Surely there are so many new areas that need to be addressed, for after all the Malaysian Human Rights Commission (SUHAKAM) had more than 2 years ago come out with a comprehensive report that dealt with remand procedures, which made very good recommendations. To date our Malaysian government has done little (or literally nothing about) about this Rights of Remand Prisoners Report’ dated December 2001.
But alas the Judiciary did respond, in early 2003, our present chairperson of the Police Commission, in his last days as Chief Justice introduced guidelines on the conduct of remand proceedings. There were flaws in these Practice Directions. A detainee’s access to a lawyer during these remand proceedings could be denied if the police was able to show that the access to a lawyer would interfere with police investigations. The Practice Directions also had another flaw, in that it seem to say that a person without a lawyer may end up being subjected to a ‘short’ remand order for him to get a lawyer, and this was wrong in law. "How can you be remanded on the basis that you need a lawyer?," Kuthubul Zaman Bukhari, the Chairperson of the Malaysian Bar asked in his statement, as reported in Malaysiakini(26/4/2003)
Khutubul also urged the judiciary to consider incorporating the recommendation of the Human Rights Commission’s recommendation in 2001 that a detainees be given a right access to a lawyer as soon after his arrest.

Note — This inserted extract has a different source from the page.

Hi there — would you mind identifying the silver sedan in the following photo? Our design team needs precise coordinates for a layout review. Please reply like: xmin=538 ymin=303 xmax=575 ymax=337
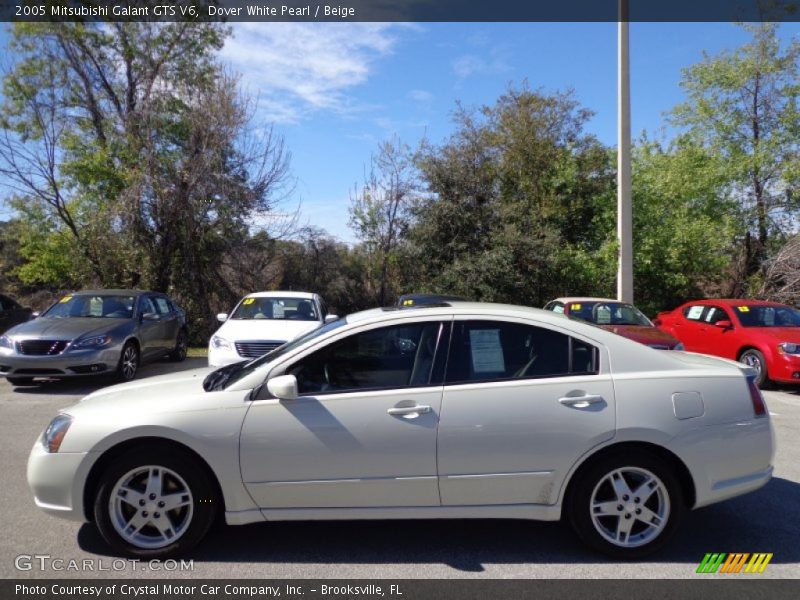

And now in May 2004, the police commission is again talking about the remand procedures.
The government and the legislature did not heed SUHAKAM’s report and recommendations then, and now, I wonder whether they would listen to the suggestions of the Police Commission now.
It is also sad that the Police Commission is not dealing with other more pressing concerns like death in custody and the deaths from police shoot-outs, rather than covering old ground, already covered by SUHAKAM. After all, in 2002, 237 persons died in custody in 2002, and 16 died in police custody. In 2003, 188 persons died in custody in 2003, and 7 died in police custody. In April 1999, Parliament was informed that in the past 10 years, 635 people had been shot dead by the police. This was about 1.2 per week. Of late, it has been said that it is has gone up to 1.3 per week. There is a pressing need for public inquests to be immediately carried out in all these cases of deaths, not just the deaths in custody. Related to this is also the right for the family of the deceased to have the right to demand a second post-mortem, if they are dissatisfied with the initial government doctor’s post-mortem.
I also hope that the Government will stop considering recommendations but put into practice these recommendations of the Police Commission, and most definitely those of SUHAKAM.
The new parliament began sitting today, and maybe will at least spend some time discussing and debating the reports and recommendations of SUHAKAM – for after all to-date none of SUHAKAM’s annual reports and other recommendations have been considered by our legislature.